Figure: Clinical correlates:
Thalamic lesions can also cause: contralateral hemianaesthesia (loss of all sensation), thalamic hand (abnormal posturing), and cognitive deficits if association nuclei are involved. Bilateral thalamic infarcts can cause coma because of the thalamus's role in maintaining cortical arousal.
SELF-CHECK
A 60-year-old woman with a history of hypertension presents with progressive difficulty initiating movements, a shuffling gait, a tremor in her right hand that disappears when she reaches for a glass of water, and a fixed facial expression. On examination, she has increased muscle tone with a cogwheel character. Which of the following structures is most likely affected?
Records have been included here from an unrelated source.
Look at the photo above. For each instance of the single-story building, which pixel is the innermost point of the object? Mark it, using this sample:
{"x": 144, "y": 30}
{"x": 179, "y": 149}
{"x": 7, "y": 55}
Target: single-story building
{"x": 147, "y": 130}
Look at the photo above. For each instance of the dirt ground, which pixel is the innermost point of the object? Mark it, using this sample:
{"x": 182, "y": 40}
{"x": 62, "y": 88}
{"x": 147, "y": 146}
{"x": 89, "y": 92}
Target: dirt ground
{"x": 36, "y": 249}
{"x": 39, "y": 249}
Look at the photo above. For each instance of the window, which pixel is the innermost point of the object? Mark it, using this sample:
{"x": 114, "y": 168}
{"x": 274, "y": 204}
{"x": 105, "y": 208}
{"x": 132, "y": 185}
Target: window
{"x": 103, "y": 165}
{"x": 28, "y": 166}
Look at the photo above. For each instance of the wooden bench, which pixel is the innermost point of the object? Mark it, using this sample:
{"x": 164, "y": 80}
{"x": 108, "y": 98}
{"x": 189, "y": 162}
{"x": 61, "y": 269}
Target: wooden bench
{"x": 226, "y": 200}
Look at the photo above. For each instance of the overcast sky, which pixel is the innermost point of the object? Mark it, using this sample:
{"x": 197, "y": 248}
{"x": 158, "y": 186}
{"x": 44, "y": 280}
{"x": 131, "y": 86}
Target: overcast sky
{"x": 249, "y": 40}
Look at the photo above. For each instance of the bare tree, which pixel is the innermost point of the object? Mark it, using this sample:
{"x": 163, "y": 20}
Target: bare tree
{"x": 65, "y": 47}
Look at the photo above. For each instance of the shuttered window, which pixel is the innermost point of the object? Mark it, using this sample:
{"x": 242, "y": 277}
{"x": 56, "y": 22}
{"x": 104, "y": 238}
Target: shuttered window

A. Lateral cerebellar hemisphere
B. Substantia nigra pars compacta
C. Subthalamic nucleus
D. Ventral posterolateral nucleus of the thalamus
Reveal Answer
Answer: B. Substantia nigra pars compacta
This is a classic presentation of Parkinson's disease: resting tremor (disappears with voluntary movement — key distinguishing feature from cerebellar tremor), bradykinesia (difficulty initiating movements, shuffling gait), rigidity (cogwheel), and masked face. The pathology is degeneration of dopaminergic neurons in the substantia nigra pars compacta (SNc). Loss of dopamine shifts the basal ganglia balance toward the indirect pathway, increasing thalamic inhibition and reducing cortical motor output. Cerebellar lesions cause intention tremor (worse with movement) and hypotonia. STN lesions cause hemiballismus. VPL lesions cause sensory loss, not motor symptoms.